For a function $$f:X \rightarrow \mathbb{R}$$
My course notes says that:
$$\lim_{x \to \infty} f(x) = l \Leftrightarrow (\forall \epsilon > 0, \exists S \in \mathbb{R}, x> S \implies |f(x)-l| < \epsilon)$$
I don't understand why we have dropped the $$\forall x \in X$$
In other words, why is it not this:
$$\lim_{x \to \infty} f(x) = l \Leftrightarrow (\forall \epsilon > 0, \exists S \in \mathbb{R}, \forall x \in X, x> S \implies |f(x)-l| < \epsilon)$$
Wouldn't we want the implication to hold true for all $x$ larger than $S$, analogous to when we're dealing with the definition of limits as $x$ approaches $a$?
$$\lim_{x \to a} f(x) = l \Leftrightarrow (\forall \epsilon > 0, \exists \delta > 0, \forall x \in X, 0 < |x-a| < \delta \implies |f(x)-l| < \epsilon)$$
Otherwise, I could just find a really small $S$, smaller than a $x_1$ where $f(x_1)=l$ and if it works for one particular $x$, I could claim the limit as $x \rightarrow \infty$ is $l$, which is clearly not the intended definition of a limit as $x$ approaches infinity.
Best Answer
I will not enter into the details of first order logic, but strictly speaking, if a variable doesn't have a quantifier ($\exists$ or $\forall$) then it is ranging over all the elements of the set. So, again, strictly speaking both propositions are the same. In fact, strictly speaking, you can safely drop every $\forall x \in X$ whenever you know $X$ is the domain of discourse, it will just annoy your fellow mathematicians but it is right.

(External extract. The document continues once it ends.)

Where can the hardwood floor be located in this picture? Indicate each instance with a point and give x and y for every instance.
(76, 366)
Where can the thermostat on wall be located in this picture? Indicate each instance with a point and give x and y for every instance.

To see why this is the case, see this example (but remember that this is a formalism about mathematical language, so it is arbitrary in the sense that it was decided by convention to be so): if I am talking about the natural numbers and I say $x$ is even implies $x$ can be divided by $2$, one would reasonable understand that I meant, for all natural numbers $x$, $x$ is even implies it can be divided by 2. Clearly I wasn't talking about one specific $x$.
Again, just remember that this is a (intuitive) convention, nothing more than that.